During this week’s Slate Culture Gabfest podcast, Dana Stevens, a regular returning from book leave, noted her writing problems: the things she does that she notices when editors point them out. One of them she mentioned was “long windups.” It brought back memories; I, too, suffer from that writing fault.
In journalism, the first paragraph of a story is known as the lede, so spelled to distinguish it from lead, the metal used to make type. The coinage always irritated me, since I cannot imagine a sentence in which you could mistake one for the other. “I don’t like the lead on this story.” Could that possibly refer to the type in the pressroom? “This linotype machine isn’t working because the lead is too cold.” Is there any universe in which the first paragraph of a story could affect the operation of a typesetting machine (linotype machines were the devices used to set type for newspapers before computers. Each had a pot of molten lead. Did you think I meant “molten first paragraphs of stories”?)
Anyway, I was thrust into the past by the comment because I, too, had a problem with long wind-ups, AKA overwrought lead paragraphs. In the days when stories were typed on paper, I would often burn through one or two dozen sheets trying to get the first paragraph right. I rarely had trouble after that.
Newspaper stories are organized in an “inverted pyramid” which means the first paragraph should contain sufficient information that you could know what the story was about just from reading it. The most important information comes first, followed by successively less important information. This organizational form was required in the days of nearly illiterate press operators, who had to cut stories without the aid of editors at the last minute. In an inverted pyramid, you never ran the risk of losing important information.
The lede in a newspaper theoretically included who, what, when and where and why (The 5 Ws). Most of mine did.
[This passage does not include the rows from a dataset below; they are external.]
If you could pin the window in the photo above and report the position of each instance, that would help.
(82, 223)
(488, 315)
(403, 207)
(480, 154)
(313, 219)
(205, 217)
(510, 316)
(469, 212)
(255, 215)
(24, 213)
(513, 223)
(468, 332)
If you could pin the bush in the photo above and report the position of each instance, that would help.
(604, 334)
Magazine ledes, on the other hand, are different, as I discovered in 1986. Magazine articles are, for the most part, not organized as inverted pyramids. The lede is usually a scene setter, and almost never deals with the five Ws. It can be a quote or an anecdote. The 5 Ws are generally dealt with a few paragraphs later, in what is known as the “nut graf.” (Yes, journalists also have another spelling for paragraph) Important information should be spread evenly throughout the article.
In fact, many magazine articles end, not with the least important information, but with a “kicker,” which is often the best quotation of the story. Alternatively, magazine articles can also end with “only the future will tell,” which offers questions or predictions about the future.
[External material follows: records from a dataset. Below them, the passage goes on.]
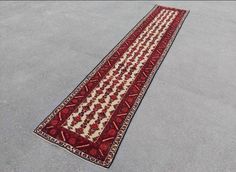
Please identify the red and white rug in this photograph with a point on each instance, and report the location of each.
(91, 122)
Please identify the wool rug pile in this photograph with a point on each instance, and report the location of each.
(93, 119)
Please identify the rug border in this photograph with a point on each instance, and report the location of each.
(130, 115)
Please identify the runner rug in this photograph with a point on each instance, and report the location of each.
(93, 119)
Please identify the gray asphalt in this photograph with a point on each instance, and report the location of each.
(187, 120)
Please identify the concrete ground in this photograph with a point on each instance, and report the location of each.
(187, 120)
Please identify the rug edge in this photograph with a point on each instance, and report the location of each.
(107, 165)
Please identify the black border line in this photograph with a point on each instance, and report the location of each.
(148, 85)
(139, 103)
In a way, nearly everything I have written to this point in this blog entry could be considered an “overwrought lede” for the small story I wish to tell on myself. I chose to consider it context.
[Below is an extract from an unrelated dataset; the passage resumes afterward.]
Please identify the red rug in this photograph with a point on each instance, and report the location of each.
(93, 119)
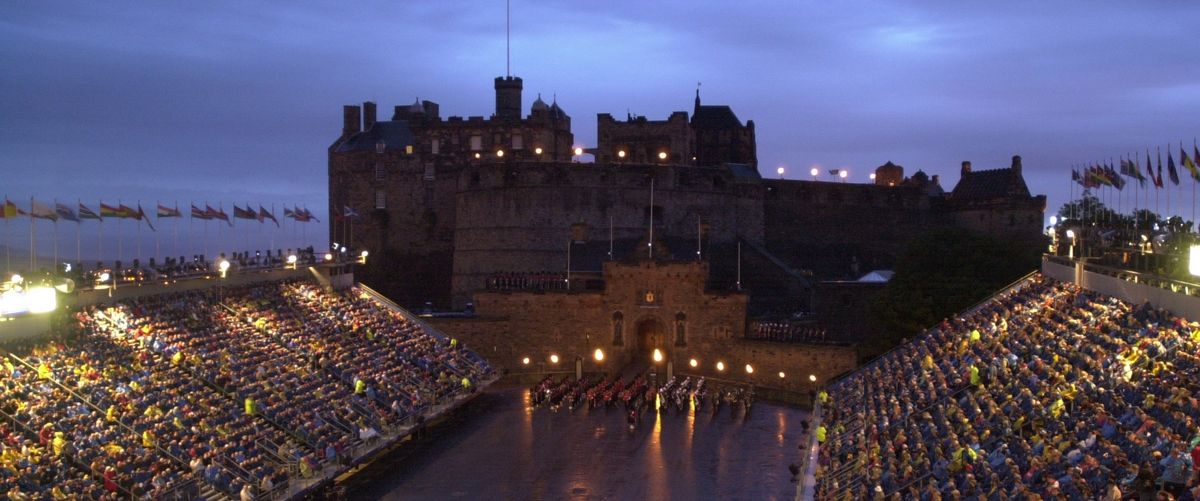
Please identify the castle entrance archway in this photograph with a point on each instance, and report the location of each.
(651, 334)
In 1992, I went to work for Windows Magazine, where my editor was Mike Elgan. After we had worked together for a year or so, he told me one day, “In every story you turn in, you take several paragraphs to clear your throat before you actually begin telling us something.” He told me he had considered writing a Microsoft Word macro that stripped the first three paragraphs from every story I turned in, to save him the trouble. I tried, with limited success, to change my habit of long windups, overwrought ledes and throat-clearing, but, as you can see, I have it still. What some people call a fault, I prefer to think of as a style.